À première vue

Christian Petzold propose au spectateur, à première vue, de suivre la quête de la reconnaissance d'une identité. Une jeune femme, rescapée d'Auschwitz mais défigurée par les balles des SS fuyant le camp, laissée pour morte, est ramenée par une amie de toujours à Berlin où elle a vécu "avant". Soignée par un chirurgien spécialiste, elle lui demande de lui refaire son ancien visage. Après l'opération, elle se découvre un visage qui a un air de ressemblance avec le sien et se pose la seule question qui l'a maintenue en vie quand elle était à Auschwitz : retrouvera-t-elle son mari et la reconnaîtra-t-il ? Elle part à sa recherche.

Le réalisateur construit son parcours avec une grande économie de moyens, des ellipses lui permettant de montrer les moments qui lui paraissent essentiels pour faire progresser la quête de la reconnaissance de façon inexorable. Un pont, des ruines, des bureaux, un bel appartement bourgeois, une clinique, un sous-sol, un cabaret, des lieux de promenades, une auberge au bord d'un lac, une péniche, une petite gare de campagne vide, une gare berlinoise, un restaurant. L'opérateur filme serré, passant calmement et précisément d'un lieu à un autre. La bande son semble être minimale. Ce qui compte : comment évoluent les relations entre les protagonistes, en particulier ce qu'ils se disent et ne se disent pas.
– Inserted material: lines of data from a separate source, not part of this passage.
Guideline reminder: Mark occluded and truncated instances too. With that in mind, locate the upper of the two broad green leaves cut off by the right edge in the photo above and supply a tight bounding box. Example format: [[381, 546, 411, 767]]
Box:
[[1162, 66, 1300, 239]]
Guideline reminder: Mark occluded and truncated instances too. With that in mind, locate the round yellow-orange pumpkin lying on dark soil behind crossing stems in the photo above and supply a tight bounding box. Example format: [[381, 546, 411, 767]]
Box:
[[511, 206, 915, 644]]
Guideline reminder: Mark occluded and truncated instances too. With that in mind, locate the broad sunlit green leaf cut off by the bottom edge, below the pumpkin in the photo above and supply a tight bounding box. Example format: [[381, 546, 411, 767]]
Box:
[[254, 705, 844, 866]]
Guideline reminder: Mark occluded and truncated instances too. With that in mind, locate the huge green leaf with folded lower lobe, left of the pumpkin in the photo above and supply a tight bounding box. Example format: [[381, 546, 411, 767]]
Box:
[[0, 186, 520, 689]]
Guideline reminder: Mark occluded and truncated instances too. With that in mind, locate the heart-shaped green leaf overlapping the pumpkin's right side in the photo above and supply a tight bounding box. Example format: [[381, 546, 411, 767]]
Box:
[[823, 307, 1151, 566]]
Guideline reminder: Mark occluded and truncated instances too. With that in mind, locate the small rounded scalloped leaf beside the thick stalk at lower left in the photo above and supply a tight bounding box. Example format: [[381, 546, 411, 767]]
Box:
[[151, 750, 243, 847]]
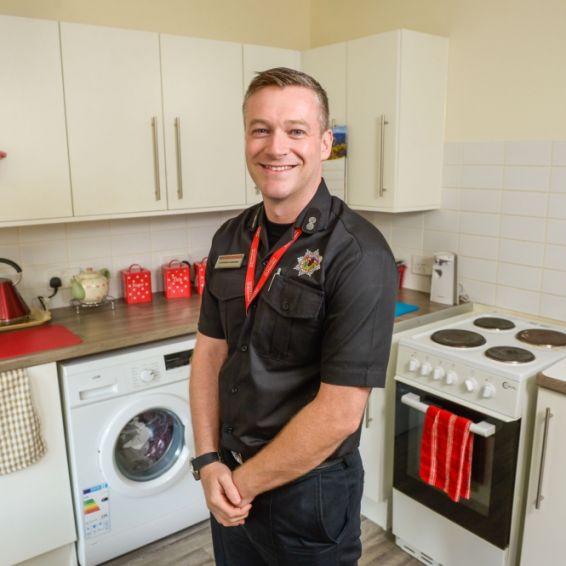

Les stéréotypes cinématographiques, culturels et commerciaux auraient exigé que la quête fût couronnée de succès, après que la jeune femme eut triomphé des épreuves : heureuses retrouvailles pour reformer un beau couple. Christian Petzold choisi de décevoir cette attente en faisant de la reconnaissance le moment d'une écrasante rupture définitive. Si le réalisateur fait le choix de frustrer le spectateur du moment de fusion rédemptrice, c'est pour convoquer le spectateur au spectacle de la destruction des illusions consolantes.

Noter tout de suite, donc, que Phoenix est un film invraisemblable, cette fiction ne tient pas debout… Christian Petzold raconte, tout en suggérant que cette histoire poignante pourrait être le prétexte pour donner à penser à d'autres enjeux que celui de retrouvailles entre femme et mari. Petzold multiplie les détails soulignant que telle et telle situation mise en scène est irréaliste. Irréalistes et invraisemblables, l'entreprise du mari (on sait dès le début que le divorce a été prononcé), le chirurgien berlinois et sa clinique, l'appartement luxueux et la gouvernante, les dénégations répétées de Johnny devant l'évident retour de sa femme, la froideur de Nelly devant le suicide de Lene, und so weiter.

Noter encore qu'il ne s'agit pas de la banale reconnaissance d'une disparue passée pour morte et qui revient se faire, patiemment, reconnaître. La jeune rescapée, Nelly, appartient à une riche famille juive décimée par l'extermination. Son amie, Lene, lui dit dès son retour, qu'elle est riche. Lorsque Johnny est retrouvé par Nelly, il ne la reconnaît pas, mais, lui trouvant un air de ressemblance avec sa femme morte, il lui propose un contrat : qu'elle se fasse passer pour la morte et il lui donnera vingt mille dollars (en 1945 en Allemagne, une colossale fortune). Il lui enseigne à se mettre dans la peau de cette Nelly, avec acharnement, sans s'étonner de la capacité de cette femme à entrer parfaitement dans cette peau qu'il lui tend. Fabrication d'un double et escroquerie.